The difficulty is always in chasing these companies around following every step and verifying they actually do as they claim. Typically, unfortunately, and especially where expenses without profits are concerned, they don't.
The other problem is now they've made the product this much more difficult to recycle and far more toxic. Somehow, however it happens, huge volumes of Apple's incredibly popular products continue to end up discarded in places where they should not be, and when the "recyclers" get them, the glue, especially the glued batteries and glass, will be a big nasty problem.
This photo gets a lot of circulation when the topic of e-waste comes up, largely because of the recognizable brand.
http://marketingheart.files.wordpress.com/2011/01/waste-chin...
To be fair nobody knows how the keyboard got there.
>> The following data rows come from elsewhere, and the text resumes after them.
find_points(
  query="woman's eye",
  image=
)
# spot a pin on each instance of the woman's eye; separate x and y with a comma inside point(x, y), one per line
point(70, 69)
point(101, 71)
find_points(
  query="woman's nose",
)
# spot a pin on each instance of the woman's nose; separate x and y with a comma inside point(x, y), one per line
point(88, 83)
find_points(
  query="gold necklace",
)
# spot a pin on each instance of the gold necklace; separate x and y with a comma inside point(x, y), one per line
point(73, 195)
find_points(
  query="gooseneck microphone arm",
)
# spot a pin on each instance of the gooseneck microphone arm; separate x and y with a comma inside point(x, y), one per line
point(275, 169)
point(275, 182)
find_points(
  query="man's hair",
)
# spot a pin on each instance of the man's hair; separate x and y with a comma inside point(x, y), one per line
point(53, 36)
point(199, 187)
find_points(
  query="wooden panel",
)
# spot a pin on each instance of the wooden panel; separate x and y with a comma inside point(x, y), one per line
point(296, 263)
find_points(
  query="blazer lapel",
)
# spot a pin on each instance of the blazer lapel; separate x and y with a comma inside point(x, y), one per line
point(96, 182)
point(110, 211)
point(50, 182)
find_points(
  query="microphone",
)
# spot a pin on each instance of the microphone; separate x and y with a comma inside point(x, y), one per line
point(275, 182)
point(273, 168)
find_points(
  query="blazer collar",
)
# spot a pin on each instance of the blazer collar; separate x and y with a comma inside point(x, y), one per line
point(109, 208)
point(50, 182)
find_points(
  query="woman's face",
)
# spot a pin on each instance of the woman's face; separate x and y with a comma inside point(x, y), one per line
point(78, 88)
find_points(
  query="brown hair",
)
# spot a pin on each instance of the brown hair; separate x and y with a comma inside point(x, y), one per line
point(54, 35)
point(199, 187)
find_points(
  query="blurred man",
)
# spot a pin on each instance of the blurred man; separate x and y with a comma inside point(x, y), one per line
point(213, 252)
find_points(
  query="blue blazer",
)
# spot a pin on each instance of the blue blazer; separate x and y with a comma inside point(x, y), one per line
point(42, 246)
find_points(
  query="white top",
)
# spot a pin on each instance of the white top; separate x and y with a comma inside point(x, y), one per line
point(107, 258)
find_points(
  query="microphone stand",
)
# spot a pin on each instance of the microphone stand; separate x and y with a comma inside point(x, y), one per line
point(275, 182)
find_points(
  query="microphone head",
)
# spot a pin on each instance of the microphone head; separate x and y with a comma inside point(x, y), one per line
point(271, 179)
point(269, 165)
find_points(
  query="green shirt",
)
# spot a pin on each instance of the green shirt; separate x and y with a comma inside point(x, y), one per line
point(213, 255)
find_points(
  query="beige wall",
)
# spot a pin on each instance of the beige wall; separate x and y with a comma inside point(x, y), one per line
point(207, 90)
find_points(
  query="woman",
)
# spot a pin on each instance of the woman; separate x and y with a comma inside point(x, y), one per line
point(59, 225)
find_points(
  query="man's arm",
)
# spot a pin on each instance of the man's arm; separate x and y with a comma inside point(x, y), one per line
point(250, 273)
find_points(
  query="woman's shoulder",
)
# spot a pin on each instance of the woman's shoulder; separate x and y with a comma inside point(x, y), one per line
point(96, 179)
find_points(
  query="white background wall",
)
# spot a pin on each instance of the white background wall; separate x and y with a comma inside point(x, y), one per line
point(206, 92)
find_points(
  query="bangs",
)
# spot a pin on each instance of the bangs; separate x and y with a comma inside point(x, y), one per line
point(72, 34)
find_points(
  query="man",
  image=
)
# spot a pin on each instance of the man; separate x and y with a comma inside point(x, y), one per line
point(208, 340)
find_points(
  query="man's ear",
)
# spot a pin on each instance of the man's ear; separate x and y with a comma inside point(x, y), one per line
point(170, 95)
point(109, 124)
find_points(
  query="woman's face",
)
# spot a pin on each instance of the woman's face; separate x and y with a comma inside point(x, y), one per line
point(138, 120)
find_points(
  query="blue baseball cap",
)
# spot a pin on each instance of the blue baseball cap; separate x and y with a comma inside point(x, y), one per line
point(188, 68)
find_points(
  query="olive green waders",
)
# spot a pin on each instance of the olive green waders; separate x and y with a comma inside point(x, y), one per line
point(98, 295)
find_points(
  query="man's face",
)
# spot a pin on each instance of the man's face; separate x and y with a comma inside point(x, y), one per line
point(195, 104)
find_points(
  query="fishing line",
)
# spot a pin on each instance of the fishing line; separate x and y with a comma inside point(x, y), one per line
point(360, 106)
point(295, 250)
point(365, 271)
But it makes a point, it's there, what happens next..?
We are talking specifically about Apple. What evidence do you have that Apple is knowingly letting children be exposed to toxic materials. It's a HUGE claim to make.
Aside from e-waste, "Apple is knowingly letting children be exposed to toxic materials" was established with the iPhone screen cleaning story, where hexyl hydride, which evaporates faster than alcohol but is extremely toxic, had to be used to shave mere seconds off the assembly line speed.
> Apple found more than 91 children working at its suppliers last year, nine times as many as the previous year, according to its annual report on its manufacturers.
> The US company has also acknowledged for the first time that 137 workers were poisoned at a Chinese firm making its products and said less than a third of the facilities it audited were complying with its code on working hours.
Thanks for digging up that reference, it's interesting.
Regarding the recycling of Apple products, your reference says: "Power-On is not an e-Steward (and they don't disclose their recycling partner), so this trade-in program therefore does not benefit from independent auditing to high standards."
This sounds to me it may be consistent with the grandparent post's statement that they are carted off to india to be torn apart by child laborers to find precious metals while using toxic chemicals that shorten their lives. If the recycler refuses to say who is doing the work, where or how, and refuses to allow independent outside auditing, it is unlikely it is being done in a responsible manner.
And before anyone says the glue is a new thing, try to take apart a PSU from a Powerbook.